@lijiang

Sculpting in time

Do one thing and do it well.
Every story has a beginning and an end.

TF-MPI-分布式训练

Tensorflow基于MPI分布式训练

3 分钟

Horovod

之前写过一篇文章讨论如何使用TF2.0自带的分布式训练系统,在树莓派4上建立分布式训练集群。然而这里会有一个缺陷,我们需要在每一个节点上去启动写好的训练程式,等全部启动之后,整个分布式训练才会开始运作,那么能否通过MPI消息传递接口来完成分布式的训练,答案就在Uber开发的Horovod,MPI主要用在超算领域,在树莓上搭建MPI集群,第一个可以用来学习超算上的分布式计算,第二可以在实际中观察TF在ARMv8上进行分布式训练的性能。

回顾

horovod的开发可以从研究这篇论文开始Horovod: fast and easy distributed deep learning in Tensorflow

一般常见的分布式并行处理有两种,一种是数据并行,一种是模型并行,这个在之前的文章中讨论过,数据并行的优势是相对简单的。

数据并行流程:

  1. 在每个节点上分发拷贝模型代码并运行

    • 每个节点读取数据集开始训练
    • 根据损失函数计算模型的梯度
  2. 合并每个节点所计算得到的梯度值,计算出新的平均梯度

  3. 根据计算得到的新梯度,更新每个节点上模型的参数和权重

  4. 重复上述过程

早期TF的分布式训练为PS架构,Worker训练模型,将获得的梯度发往parameter server,PS服务将收集到的数据进行均值化处理,开发人员需要在每台节点上启动Worker和PS,然后TF通过服务发现机制接入整个训练集群,这样就会出现两个瓶颈。

  1. 当只有一台PS服务时,会出现PS负载过高的情况

  2. 当有多台PS和多台Worker时,训练的瓶颈会出现在网络带宽层面

接下来就有了Ring-All-Reduce算法:

每个Worker节点连在一起形成闭环,通过以下算法将所有节点的梯度值的聚合存储在worker节点上: (->代表将数值传递到下一个worker节点,k代表数组号)

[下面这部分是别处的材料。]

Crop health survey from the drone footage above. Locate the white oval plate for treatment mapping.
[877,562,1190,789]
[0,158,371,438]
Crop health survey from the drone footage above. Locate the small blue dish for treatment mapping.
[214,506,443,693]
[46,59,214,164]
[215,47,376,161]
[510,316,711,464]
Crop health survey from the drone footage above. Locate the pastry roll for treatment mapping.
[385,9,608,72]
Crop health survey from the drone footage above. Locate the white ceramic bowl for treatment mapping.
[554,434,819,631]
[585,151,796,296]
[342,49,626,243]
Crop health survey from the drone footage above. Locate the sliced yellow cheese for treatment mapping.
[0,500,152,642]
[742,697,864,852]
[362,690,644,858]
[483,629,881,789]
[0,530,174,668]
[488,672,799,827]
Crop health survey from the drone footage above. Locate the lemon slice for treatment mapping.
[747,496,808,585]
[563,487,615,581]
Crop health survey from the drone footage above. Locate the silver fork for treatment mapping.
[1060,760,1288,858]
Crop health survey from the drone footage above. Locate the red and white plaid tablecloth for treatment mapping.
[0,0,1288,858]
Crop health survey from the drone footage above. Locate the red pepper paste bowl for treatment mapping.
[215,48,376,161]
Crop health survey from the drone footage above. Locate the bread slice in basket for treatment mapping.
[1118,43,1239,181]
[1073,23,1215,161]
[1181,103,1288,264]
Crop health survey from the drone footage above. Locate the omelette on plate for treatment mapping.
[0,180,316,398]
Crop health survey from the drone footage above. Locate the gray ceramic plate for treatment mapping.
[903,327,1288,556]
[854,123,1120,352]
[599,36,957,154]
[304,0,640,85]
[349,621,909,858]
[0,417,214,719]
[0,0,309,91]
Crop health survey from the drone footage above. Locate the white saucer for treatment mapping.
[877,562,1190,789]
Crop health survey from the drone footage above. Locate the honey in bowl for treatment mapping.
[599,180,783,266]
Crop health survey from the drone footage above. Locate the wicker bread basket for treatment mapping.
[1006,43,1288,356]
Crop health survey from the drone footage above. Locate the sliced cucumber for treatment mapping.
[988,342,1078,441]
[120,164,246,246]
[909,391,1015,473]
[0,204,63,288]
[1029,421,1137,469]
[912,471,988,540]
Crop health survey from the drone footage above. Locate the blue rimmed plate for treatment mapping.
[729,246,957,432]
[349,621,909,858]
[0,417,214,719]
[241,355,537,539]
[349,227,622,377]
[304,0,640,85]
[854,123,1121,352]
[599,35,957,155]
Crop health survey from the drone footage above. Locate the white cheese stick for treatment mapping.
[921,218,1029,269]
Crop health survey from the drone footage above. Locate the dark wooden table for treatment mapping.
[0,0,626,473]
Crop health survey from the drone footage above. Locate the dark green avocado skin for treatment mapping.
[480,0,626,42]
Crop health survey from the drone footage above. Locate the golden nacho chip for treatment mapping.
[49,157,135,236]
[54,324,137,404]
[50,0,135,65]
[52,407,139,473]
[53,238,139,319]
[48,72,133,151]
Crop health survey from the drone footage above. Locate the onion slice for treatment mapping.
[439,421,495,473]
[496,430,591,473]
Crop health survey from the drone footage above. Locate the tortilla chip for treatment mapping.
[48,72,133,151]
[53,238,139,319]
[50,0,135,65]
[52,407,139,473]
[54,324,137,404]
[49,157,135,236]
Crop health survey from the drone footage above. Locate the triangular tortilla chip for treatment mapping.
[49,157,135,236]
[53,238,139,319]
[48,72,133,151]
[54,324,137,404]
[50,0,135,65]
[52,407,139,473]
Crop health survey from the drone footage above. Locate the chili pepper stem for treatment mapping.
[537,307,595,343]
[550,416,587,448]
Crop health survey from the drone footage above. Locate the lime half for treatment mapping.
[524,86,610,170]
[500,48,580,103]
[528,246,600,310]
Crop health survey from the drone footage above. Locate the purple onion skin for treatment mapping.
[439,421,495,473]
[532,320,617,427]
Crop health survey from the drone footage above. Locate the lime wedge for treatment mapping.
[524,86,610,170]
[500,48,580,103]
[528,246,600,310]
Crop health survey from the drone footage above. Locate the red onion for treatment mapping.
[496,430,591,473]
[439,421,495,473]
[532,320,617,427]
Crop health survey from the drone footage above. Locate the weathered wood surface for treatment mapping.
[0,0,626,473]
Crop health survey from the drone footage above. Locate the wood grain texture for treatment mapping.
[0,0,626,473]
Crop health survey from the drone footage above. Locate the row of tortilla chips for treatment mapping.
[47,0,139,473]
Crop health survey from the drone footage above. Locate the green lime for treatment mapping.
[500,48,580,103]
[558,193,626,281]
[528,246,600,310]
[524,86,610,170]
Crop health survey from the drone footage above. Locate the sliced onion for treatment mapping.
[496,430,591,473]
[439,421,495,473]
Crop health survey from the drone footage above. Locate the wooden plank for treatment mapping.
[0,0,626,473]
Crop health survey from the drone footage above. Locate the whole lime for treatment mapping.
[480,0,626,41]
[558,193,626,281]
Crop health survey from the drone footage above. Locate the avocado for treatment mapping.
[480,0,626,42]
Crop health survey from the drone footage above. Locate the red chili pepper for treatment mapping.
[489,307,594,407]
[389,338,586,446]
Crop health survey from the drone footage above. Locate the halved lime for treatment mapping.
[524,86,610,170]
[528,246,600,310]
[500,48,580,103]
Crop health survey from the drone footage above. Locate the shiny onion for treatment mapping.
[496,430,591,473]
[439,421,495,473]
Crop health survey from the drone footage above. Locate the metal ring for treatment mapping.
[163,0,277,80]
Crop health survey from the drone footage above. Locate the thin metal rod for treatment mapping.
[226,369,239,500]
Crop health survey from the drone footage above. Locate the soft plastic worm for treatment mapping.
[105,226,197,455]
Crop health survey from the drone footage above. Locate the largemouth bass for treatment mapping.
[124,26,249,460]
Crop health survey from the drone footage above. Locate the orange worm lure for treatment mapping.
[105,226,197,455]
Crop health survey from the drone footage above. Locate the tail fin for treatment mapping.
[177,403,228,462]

在MPI消息接口中,已经实现了AllReduce功能,MPICH MPI_Allreduce,程式中关于梯度的均值计算就只需要一个AllReduce()操作,然后再将得到的新梯度重新传递给每一个Worker。

使用horovod只需要在程式中增加horovod初始化和基于MPI的optimizer更新

论文中关于使用ring-allreduce和之前原版本TF性能利用率对比图:

以下所有分布式训练均可在树莓派4集群上完成。

训练MNIST LeNet代码如下:

#!/bin/env python3

# -*- coding: utf-8 -*-
"""
Spyder Editor

This is a temporary script file.
"""

import numpy as np
import tensorflow as tf
from tensorflow import keras
import horovod.tensorflow.keras as hvd

hvd.init() // horovod 初始化

mnist = keras.datasets.mnist

(x_train, y_train), (x_test, y_test) = mnist.load_data()

x_train, x_test = x_train / 255.0, x_test / 255.0

x_train,x_test = np.expand_dims(x_train, axis=3), np.expand_dims(x_test, axis=3)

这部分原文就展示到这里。